シリア難民の少年、レバノンで先生と二人三脚で算数を学ぶ

シリアから逃れたレバノンの学校で、クラスメイトに算数を教えるアベド
© UNHCR/Dalal Mawad

木の長机に座って算数の問題の解き方をクラスメイトに教えているのは、2011年にシリアから逃れてきた少年アベド(12)。今はレバノン南部サラファンドで、シリア人、レバノン人の子どもたちと机を並べて学校で勉強しています。

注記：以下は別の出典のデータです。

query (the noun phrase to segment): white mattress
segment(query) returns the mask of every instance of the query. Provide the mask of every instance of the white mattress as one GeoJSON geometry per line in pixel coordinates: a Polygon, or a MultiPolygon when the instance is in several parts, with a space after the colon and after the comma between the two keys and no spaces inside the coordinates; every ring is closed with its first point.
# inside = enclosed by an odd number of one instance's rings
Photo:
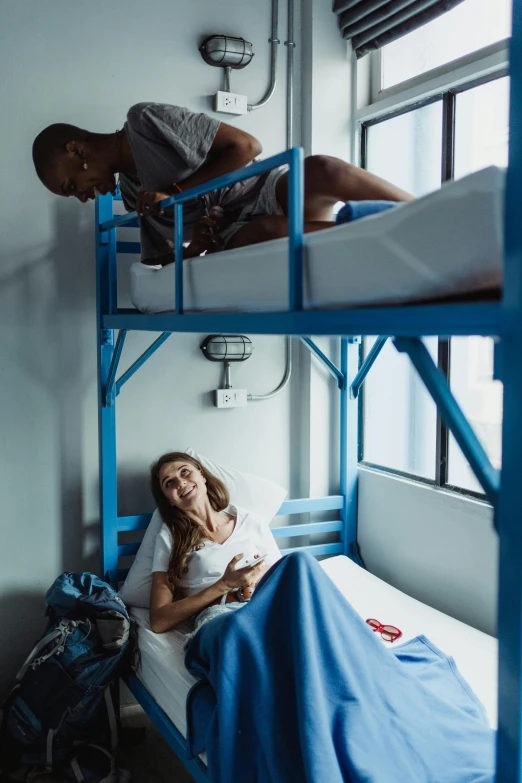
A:
{"type": "MultiPolygon", "coordinates": [[[[491,725],[496,727],[496,639],[401,593],[344,555],[323,560],[321,565],[365,620],[376,617],[400,628],[403,632],[400,644],[424,634],[444,653],[453,656],[461,674],[484,704],[491,725]]],[[[195,680],[183,663],[184,636],[176,630],[153,633],[147,609],[133,609],[132,616],[139,625],[141,668],[138,676],[186,737],[185,701],[195,680]]],[[[397,642],[394,645],[397,646],[397,642]]]]}
{"type": "MultiPolygon", "coordinates": [[[[490,167],[409,204],[305,235],[304,307],[480,294],[502,285],[505,173],[490,167]]],[[[288,240],[184,261],[186,311],[288,309],[288,240]]],[[[131,267],[131,297],[174,311],[174,265],[131,267]]]]}

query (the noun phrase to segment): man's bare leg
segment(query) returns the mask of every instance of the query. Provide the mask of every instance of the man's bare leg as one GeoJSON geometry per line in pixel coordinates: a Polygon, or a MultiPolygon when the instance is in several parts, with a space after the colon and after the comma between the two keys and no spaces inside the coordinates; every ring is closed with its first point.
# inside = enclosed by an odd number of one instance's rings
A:
{"type": "MultiPolygon", "coordinates": [[[[321,231],[331,228],[331,221],[307,221],[304,225],[305,234],[311,231],[321,231]]],[[[270,239],[281,239],[288,236],[288,219],[282,215],[260,215],[250,220],[246,226],[236,231],[227,245],[227,250],[246,245],[257,245],[258,242],[268,242],[270,239]]]]}
{"type": "MultiPolygon", "coordinates": [[[[276,184],[276,196],[288,215],[288,174],[276,184]]],[[[369,171],[328,155],[311,155],[304,161],[304,219],[331,221],[338,201],[412,201],[413,196],[369,171]]]]}

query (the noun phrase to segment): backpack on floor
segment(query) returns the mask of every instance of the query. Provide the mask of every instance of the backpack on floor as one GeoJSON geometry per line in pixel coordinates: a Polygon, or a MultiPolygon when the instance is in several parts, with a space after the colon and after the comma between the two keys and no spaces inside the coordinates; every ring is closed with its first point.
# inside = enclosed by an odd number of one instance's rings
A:
{"type": "Polygon", "coordinates": [[[47,629],[0,709],[0,772],[25,781],[45,772],[122,781],[110,686],[128,648],[127,609],[90,573],[59,576],[46,604],[47,629]]]}

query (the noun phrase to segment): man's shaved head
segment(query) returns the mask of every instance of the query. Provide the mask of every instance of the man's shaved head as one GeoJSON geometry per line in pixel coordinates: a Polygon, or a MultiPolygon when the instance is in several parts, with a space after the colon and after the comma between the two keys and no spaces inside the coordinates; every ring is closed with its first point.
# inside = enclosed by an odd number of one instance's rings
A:
{"type": "Polygon", "coordinates": [[[49,125],[38,134],[33,142],[33,163],[44,185],[47,186],[60,158],[66,155],[66,145],[73,140],[87,141],[91,136],[89,131],[61,122],[49,125]]]}
{"type": "Polygon", "coordinates": [[[116,188],[118,134],[91,133],[64,123],[49,125],[33,142],[33,163],[51,193],[75,196],[85,204],[116,188]]]}

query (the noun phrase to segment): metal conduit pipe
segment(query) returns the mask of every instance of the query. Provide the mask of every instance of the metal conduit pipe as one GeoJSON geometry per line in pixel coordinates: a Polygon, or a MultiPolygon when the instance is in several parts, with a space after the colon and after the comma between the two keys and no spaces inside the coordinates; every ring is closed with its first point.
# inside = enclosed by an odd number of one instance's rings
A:
{"type": "Polygon", "coordinates": [[[285,367],[285,374],[283,376],[283,380],[281,381],[279,386],[276,389],[274,389],[274,391],[268,392],[268,394],[248,394],[247,400],[249,402],[270,400],[272,397],[275,397],[277,394],[280,394],[285,388],[285,386],[288,384],[291,373],[292,373],[292,338],[287,337],[286,338],[286,367],[285,367]]]}
{"type": "Polygon", "coordinates": [[[270,57],[270,87],[265,97],[259,101],[259,103],[249,103],[248,111],[254,111],[254,109],[260,109],[262,106],[266,106],[272,95],[274,94],[276,87],[276,72],[277,72],[277,47],[281,43],[277,33],[279,27],[279,0],[272,0],[272,35],[268,43],[272,47],[272,53],[270,57]]]}
{"type": "MultiPolygon", "coordinates": [[[[273,0],[272,4],[272,83],[270,85],[270,91],[267,94],[267,98],[262,103],[256,106],[249,106],[249,110],[258,109],[263,106],[273,95],[275,90],[275,72],[277,65],[277,49],[275,48],[279,41],[277,41],[277,8],[278,0],[273,0]]],[[[287,71],[286,71],[286,148],[290,149],[294,137],[294,0],[288,0],[288,31],[287,41],[285,46],[287,47],[287,71]]],[[[283,380],[274,391],[268,394],[249,394],[247,399],[249,402],[256,402],[261,400],[270,400],[277,394],[280,394],[283,389],[288,385],[290,376],[292,374],[292,338],[286,338],[286,367],[283,380]]]]}
{"type": "Polygon", "coordinates": [[[294,140],[294,0],[288,0],[287,64],[286,64],[286,148],[294,140]]]}

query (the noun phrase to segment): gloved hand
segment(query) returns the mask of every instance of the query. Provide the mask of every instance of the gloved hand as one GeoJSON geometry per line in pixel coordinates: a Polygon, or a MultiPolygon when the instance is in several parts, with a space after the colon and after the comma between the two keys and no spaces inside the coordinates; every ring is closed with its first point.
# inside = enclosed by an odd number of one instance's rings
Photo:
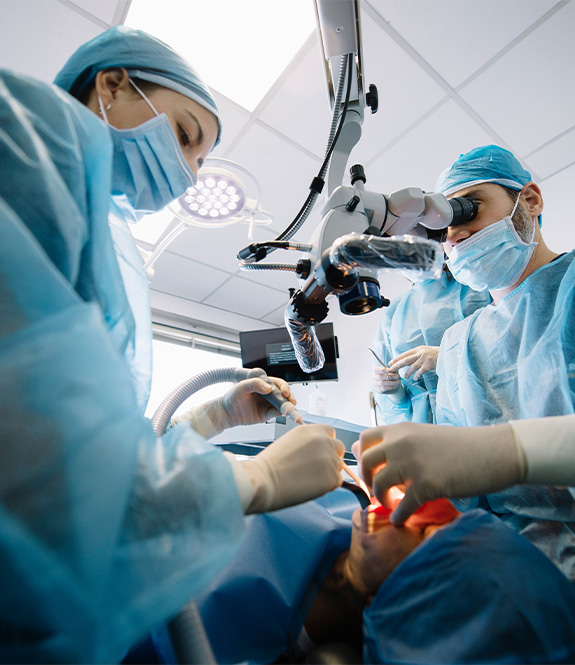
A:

「論理的思考で数字を分析することができるんです。この年齢の子にしては飛びぬけた能力があります」

レバノン人の教師アバス(26)はそう話します。校内でトップを争うほどの成績のアベドの才能を見出したのは、現地NGO「Teach for Lebanon(TFL)」に所属するアバス。国籍や生まれ育ちに関係なく、子どもたちの才能を最大限生かし、学校間の教育格差をなくすことを目指して活動する団体です。

現在、世界には560万人以上のシリア難民が暮らしています。うち260万人は子どもで、医療や教育など基本的なサービスが十分に行き届いていません。UNHCRの発表では、小学校に通う子どもの割合は世界全体で92%に対し難民の子どもは61%。また、中学校に関しては世界で84%、難民の子どもはわずか23%です。

「先生と出会って僕の人生は変わりました」

アバスに教えてもらうことで、自信をもつことができたというアベド。インドとアメリカで開催された学生による国際会議の代表に選ばれましたが、残念ながら、難民という立場のため渡航がかないませんでした。

アバスはアベドの家を頻繁に訪れ、父親とも信頼関係を築いています。子どもだけでなく、家族ともコミュニケーションを欠かさないことが大切だと話します。

授業が終わると、先生も生徒も関係なく、みんなで校庭でサッカーを楽しみます。子どもたちにとっては、アバスは先生というよりも友達のような存在。先生自身も、子どもたちを通して、この世に不可能なことは何もない、難しい状況でも希望を持つことができることを感じています。

将来の夢は科学者になることー。

「絶対にあきらめないこと、他人を助けることの大切さを教わりました。いつかきっとシリアに戻って、自分の生まれた国を輝かせたいです」

自作の小さなわたあめ製造機を見せながら、アベドはそう語ってくれました。